Como bien puede ocurrir en algunas empresas humanas, el Real Madrid ha llegado a beneficiarse de caudillismos intensos –de Bernabéu a Florentino– que nos causarían rechazo en la política. Sanz no tuvo tiempo de ser un 'dux' del madridismo, pero –como algunos reinados breves– sí nos dejó una estética propia: no tanto el legado de belleza de alguna época del Barça como un lenguaje del poder. Hay unos años de prosperidad en la historia de Cuba que se llaman la Danza de los Millones, y el Madrid de Sanz tuvo algo de esa alegría y ese exceso.
Se fichaba a lo grande, véase Anelka.
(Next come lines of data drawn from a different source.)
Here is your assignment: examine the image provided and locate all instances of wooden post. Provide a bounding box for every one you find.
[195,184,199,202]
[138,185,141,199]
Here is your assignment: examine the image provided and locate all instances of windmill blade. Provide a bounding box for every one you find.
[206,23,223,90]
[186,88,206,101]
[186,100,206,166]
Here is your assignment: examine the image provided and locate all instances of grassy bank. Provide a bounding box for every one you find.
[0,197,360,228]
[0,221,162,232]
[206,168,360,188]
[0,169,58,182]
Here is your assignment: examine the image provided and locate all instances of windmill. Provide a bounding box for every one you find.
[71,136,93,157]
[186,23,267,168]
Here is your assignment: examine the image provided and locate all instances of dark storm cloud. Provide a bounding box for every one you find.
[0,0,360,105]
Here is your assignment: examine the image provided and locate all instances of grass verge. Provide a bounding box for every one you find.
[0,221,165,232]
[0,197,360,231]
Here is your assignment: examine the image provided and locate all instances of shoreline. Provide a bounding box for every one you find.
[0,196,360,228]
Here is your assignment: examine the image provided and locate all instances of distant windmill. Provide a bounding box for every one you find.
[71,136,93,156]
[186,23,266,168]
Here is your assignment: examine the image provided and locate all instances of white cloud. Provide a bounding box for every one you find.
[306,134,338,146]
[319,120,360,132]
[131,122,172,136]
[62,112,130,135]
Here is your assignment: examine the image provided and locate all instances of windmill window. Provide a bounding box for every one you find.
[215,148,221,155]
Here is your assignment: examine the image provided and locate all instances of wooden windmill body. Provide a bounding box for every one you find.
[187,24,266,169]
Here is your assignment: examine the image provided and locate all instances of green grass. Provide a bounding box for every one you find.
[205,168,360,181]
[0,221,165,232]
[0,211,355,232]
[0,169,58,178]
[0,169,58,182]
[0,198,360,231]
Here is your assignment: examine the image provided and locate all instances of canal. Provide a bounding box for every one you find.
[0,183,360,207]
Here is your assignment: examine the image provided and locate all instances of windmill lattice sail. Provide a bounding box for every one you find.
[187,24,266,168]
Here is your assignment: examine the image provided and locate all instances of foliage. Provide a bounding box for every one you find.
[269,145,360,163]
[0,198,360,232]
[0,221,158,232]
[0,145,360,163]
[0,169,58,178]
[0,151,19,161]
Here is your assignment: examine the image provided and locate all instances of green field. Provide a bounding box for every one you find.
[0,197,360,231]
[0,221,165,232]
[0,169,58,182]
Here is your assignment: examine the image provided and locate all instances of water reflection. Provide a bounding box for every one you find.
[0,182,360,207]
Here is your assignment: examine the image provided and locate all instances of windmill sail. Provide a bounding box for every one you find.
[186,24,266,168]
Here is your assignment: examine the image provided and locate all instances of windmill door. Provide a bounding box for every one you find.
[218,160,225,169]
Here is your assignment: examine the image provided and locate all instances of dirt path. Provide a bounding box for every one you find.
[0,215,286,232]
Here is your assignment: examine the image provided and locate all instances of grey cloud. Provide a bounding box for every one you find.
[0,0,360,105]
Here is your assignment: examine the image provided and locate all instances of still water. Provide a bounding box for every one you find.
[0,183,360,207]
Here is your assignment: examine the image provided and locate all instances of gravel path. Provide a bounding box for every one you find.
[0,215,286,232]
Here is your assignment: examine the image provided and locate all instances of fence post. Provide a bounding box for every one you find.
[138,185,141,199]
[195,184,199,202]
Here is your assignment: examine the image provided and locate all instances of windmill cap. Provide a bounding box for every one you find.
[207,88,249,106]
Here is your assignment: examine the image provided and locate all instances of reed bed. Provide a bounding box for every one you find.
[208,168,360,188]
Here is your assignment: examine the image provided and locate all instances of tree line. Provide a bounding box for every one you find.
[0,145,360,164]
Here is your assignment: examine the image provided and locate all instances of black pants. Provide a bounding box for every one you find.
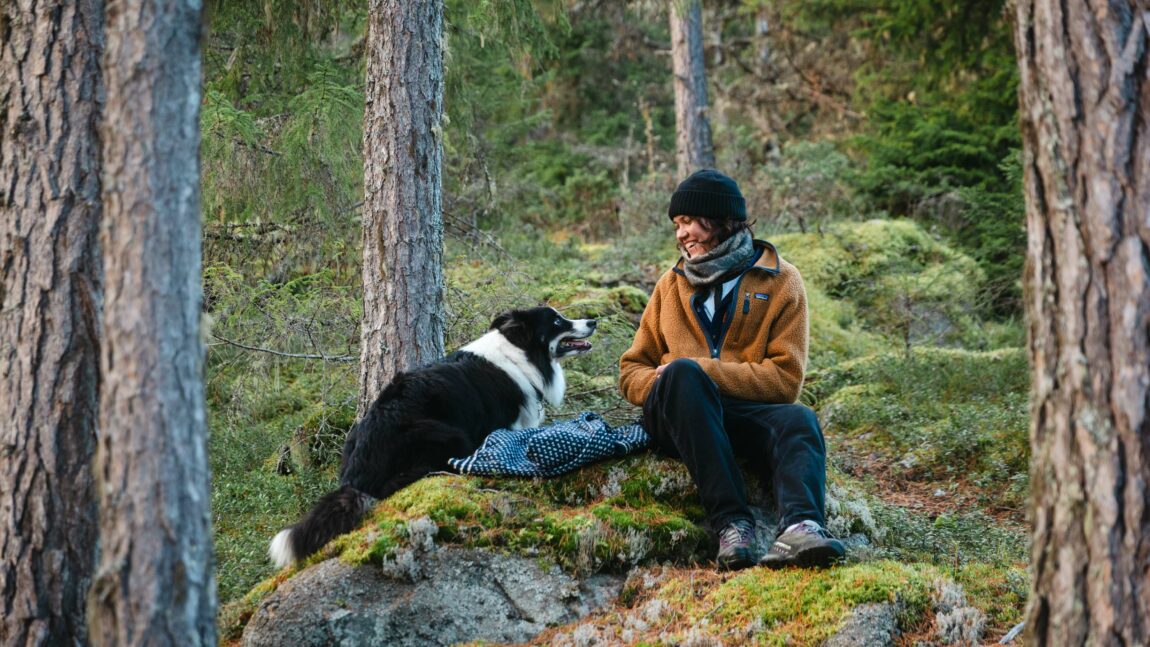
[643,360,827,530]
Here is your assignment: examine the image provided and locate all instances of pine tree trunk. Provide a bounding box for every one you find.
[0,1,104,646]
[89,0,216,646]
[670,0,715,179]
[359,0,444,414]
[1015,0,1150,646]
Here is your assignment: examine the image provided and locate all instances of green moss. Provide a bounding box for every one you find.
[775,219,1003,349]
[535,561,942,645]
[951,562,1029,636]
[808,348,1029,509]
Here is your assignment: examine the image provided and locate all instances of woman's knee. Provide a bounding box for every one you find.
[781,405,822,445]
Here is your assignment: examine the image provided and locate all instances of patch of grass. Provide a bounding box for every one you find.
[808,348,1029,510]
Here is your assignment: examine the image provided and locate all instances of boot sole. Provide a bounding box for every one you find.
[759,546,845,569]
[715,549,754,571]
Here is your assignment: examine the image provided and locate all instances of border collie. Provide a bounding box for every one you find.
[268,307,596,568]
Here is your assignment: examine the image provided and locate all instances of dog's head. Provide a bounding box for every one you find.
[491,306,598,360]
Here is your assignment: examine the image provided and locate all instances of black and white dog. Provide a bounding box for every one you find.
[268,307,596,567]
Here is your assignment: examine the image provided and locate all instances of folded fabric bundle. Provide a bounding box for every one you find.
[447,411,651,477]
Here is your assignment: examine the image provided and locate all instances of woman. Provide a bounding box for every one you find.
[619,170,844,569]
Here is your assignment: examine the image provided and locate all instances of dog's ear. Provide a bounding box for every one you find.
[491,311,531,348]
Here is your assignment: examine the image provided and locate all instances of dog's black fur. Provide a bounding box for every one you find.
[269,307,596,567]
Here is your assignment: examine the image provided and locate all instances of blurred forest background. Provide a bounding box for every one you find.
[201,0,1028,630]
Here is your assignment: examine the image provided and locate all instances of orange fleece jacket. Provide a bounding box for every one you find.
[619,240,808,406]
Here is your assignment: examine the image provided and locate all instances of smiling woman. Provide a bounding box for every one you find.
[619,170,844,569]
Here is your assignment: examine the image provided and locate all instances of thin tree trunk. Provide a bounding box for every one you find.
[0,1,104,646]
[1015,0,1150,646]
[670,0,715,178]
[359,0,444,414]
[89,0,216,646]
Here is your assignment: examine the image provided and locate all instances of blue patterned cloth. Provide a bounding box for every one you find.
[447,411,651,477]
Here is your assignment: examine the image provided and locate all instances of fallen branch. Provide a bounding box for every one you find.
[212,333,359,362]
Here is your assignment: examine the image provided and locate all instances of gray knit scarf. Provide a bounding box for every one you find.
[679,229,754,287]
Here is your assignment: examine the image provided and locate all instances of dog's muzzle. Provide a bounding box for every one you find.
[555,319,599,357]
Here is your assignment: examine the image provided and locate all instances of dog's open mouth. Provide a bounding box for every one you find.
[559,338,591,355]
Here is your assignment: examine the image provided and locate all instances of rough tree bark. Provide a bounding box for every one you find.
[1015,0,1150,645]
[669,0,715,179]
[0,1,104,646]
[89,0,216,646]
[359,0,444,414]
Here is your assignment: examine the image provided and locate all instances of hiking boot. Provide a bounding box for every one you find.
[715,519,754,570]
[759,519,846,569]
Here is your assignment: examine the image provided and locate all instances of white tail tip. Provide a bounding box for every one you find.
[268,527,296,569]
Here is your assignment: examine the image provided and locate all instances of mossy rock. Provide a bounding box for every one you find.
[810,348,1029,508]
[775,219,986,346]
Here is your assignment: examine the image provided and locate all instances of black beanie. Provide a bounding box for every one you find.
[667,169,746,222]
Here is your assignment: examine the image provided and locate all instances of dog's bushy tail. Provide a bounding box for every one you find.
[268,485,375,568]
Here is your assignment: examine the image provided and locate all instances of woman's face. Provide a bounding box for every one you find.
[670,216,719,259]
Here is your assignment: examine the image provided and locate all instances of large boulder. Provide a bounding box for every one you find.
[243,547,623,647]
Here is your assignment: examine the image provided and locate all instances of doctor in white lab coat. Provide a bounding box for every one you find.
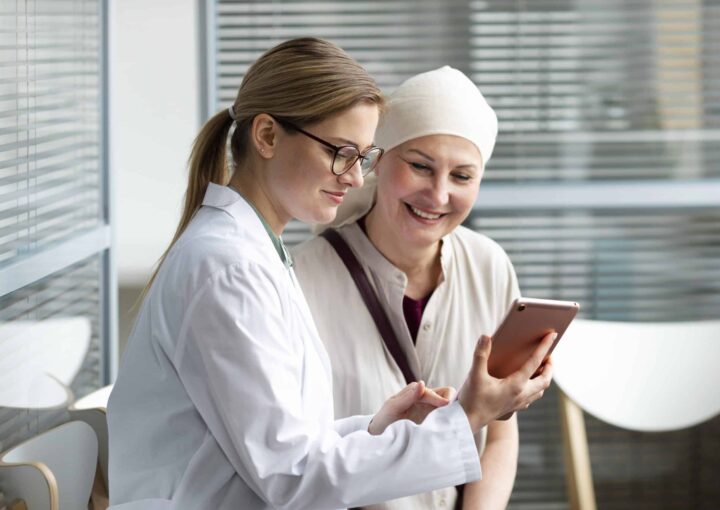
[108,39,551,510]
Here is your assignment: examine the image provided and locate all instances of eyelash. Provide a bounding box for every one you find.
[408,161,472,183]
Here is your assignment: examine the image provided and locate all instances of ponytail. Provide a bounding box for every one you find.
[138,37,384,303]
[142,110,235,298]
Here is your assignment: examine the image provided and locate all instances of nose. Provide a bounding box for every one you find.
[338,159,365,188]
[429,177,450,207]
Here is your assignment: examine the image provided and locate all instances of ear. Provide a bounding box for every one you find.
[250,113,280,159]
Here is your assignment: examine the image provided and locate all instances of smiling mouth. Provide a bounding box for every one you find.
[405,204,445,220]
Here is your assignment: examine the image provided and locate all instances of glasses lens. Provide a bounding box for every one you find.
[360,147,383,176]
[333,145,360,175]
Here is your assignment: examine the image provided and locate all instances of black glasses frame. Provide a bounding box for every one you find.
[273,117,385,177]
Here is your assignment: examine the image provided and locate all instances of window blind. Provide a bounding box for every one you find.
[205,0,720,510]
[0,0,115,450]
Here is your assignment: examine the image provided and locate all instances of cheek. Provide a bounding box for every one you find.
[455,186,479,220]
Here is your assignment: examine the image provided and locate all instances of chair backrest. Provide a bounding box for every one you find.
[0,317,92,409]
[69,384,113,487]
[0,421,98,510]
[553,319,720,432]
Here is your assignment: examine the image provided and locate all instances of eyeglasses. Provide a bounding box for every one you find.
[275,118,384,177]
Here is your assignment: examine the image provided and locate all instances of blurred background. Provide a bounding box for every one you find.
[0,0,720,510]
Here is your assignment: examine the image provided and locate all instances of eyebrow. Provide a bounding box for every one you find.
[408,149,477,170]
[330,136,377,152]
[408,149,435,163]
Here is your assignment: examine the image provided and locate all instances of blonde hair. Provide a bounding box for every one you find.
[139,37,384,301]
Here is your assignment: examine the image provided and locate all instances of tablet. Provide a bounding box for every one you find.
[488,298,580,378]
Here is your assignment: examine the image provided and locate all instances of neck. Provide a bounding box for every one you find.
[228,168,290,236]
[365,208,442,299]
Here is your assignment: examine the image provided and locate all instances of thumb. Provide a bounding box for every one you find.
[473,335,492,372]
[392,381,425,412]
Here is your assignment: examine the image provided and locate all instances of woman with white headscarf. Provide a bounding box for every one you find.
[294,66,520,510]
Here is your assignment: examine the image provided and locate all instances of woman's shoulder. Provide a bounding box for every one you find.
[290,225,354,272]
[448,225,508,260]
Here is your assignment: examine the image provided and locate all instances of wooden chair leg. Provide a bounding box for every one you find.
[558,388,597,510]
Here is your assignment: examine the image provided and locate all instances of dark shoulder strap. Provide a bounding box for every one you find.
[320,228,417,384]
[320,228,465,510]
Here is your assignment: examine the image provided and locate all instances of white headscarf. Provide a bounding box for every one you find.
[316,66,498,230]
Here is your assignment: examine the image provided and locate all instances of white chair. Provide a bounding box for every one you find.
[553,319,720,510]
[0,317,92,409]
[0,421,97,510]
[69,384,113,488]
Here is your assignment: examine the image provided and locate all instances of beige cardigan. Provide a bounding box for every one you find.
[293,223,520,510]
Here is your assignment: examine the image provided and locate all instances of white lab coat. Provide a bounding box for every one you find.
[108,184,480,510]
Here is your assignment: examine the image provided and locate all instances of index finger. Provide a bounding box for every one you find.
[420,388,449,406]
[518,331,557,379]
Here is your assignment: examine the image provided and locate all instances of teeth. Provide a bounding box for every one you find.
[408,204,440,220]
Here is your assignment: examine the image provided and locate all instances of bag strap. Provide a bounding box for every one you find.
[320,228,418,384]
[320,228,465,510]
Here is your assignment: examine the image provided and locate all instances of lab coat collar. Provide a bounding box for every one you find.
[202,182,250,212]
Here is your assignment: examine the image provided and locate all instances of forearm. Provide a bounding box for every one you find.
[463,415,518,510]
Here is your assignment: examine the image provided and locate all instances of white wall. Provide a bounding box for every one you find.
[109,0,201,287]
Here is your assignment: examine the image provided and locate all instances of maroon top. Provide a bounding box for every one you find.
[358,216,432,343]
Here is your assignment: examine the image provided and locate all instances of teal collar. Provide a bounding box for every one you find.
[228,185,293,268]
Se fichaba sin ton ni son, véase Geremi. En el banquete de Sanz podía haber hueco hasta para secundarios como Bizzarri o Tote, a imagen de esas marquesas que sentaban a su mesa a un mendigo, pero el sanzismo fue ante todo una larga noche en Barnon y la brillante caradura de aparcar el Ferrari y ponerse resacoso a entrenar. Hasta Raúl tuvo que pedir perdón en rueda de prensa. Extraña poco, en fin, que tras la salida de Suker y Mijatovic Madrid se haya quedado sin tienda de Versace. Y ahí, detrás de todo, cargado de espaldas, con las ojeras moradas, estaba Lorenzo Sanz, recién salido de un asador para presentar al enésimo brasileño que tuvo que firmar su contrato con una equis.
Pero hay locuras que la vida premia, y aquel Madrid de las noches blancas iba a ganar la Champions de la mano de un señor –Jupp Heynckes– con aire de profesor de Teología en Friburgo. Si el fútbol fuese un concurso-oposición, o un campeonato de méritos; si el fútbol tuviese algo que ver con la justicia, el Madrid tal vez no habría vencido a aquella Juve, pero en el remoto orden de las causalidades tampoco Míchel Salgado habría salido del Celta ni Fernando Sanz de su casa; Juan Onieva habría sido el malo que le faltó al cine español y Adriana, la bella Adriana, se habría ido con usted y no con Karembeu. Pero en el minuto 66 Mijatovic rebañó un balón tras un rechace en el área y al Madrid le ocurrió lo que rara vez ocurre en esta vida: se reconcilió con su destino. Si la frase es grandilocuente, pensemos que había llevado más de treinta años hacerla cierta.
Sanz dejaría la presidencia en el 2000 a Florentino. Para el Madrid fue como dejar el Motorola por un iPhone. Pero es difícil no recordar sin cariño a Lorenzo Sanz, sin agradecerle el exceso y la alegría. Truhán y señor, paternalista y cruel, sin haber pronunciado una sola vez en su vida la palabra “sostenibilidad”, el millonario ibérico puro se extingue. Y qué quieren que les diga: tampoco inspiran mayor confianza los de ESADE.
A finales de los ochenta apareció en Madrid una nueva clase de ricos que, con hambre y sed de modernidad, se atrevían a llevar chaquetas color vainilla, fingían no aburrirse con la pintura abstracta y aplaudían la audacia de sentarse a comer ante un plato cuadrado. Habían cambiado ya el abono de las Ventas por el del Auditorio y peregrinaban en familia a Nueva York para, a lomos de una peseta fuerte, impresionar a los dependientes con su 'give me two'.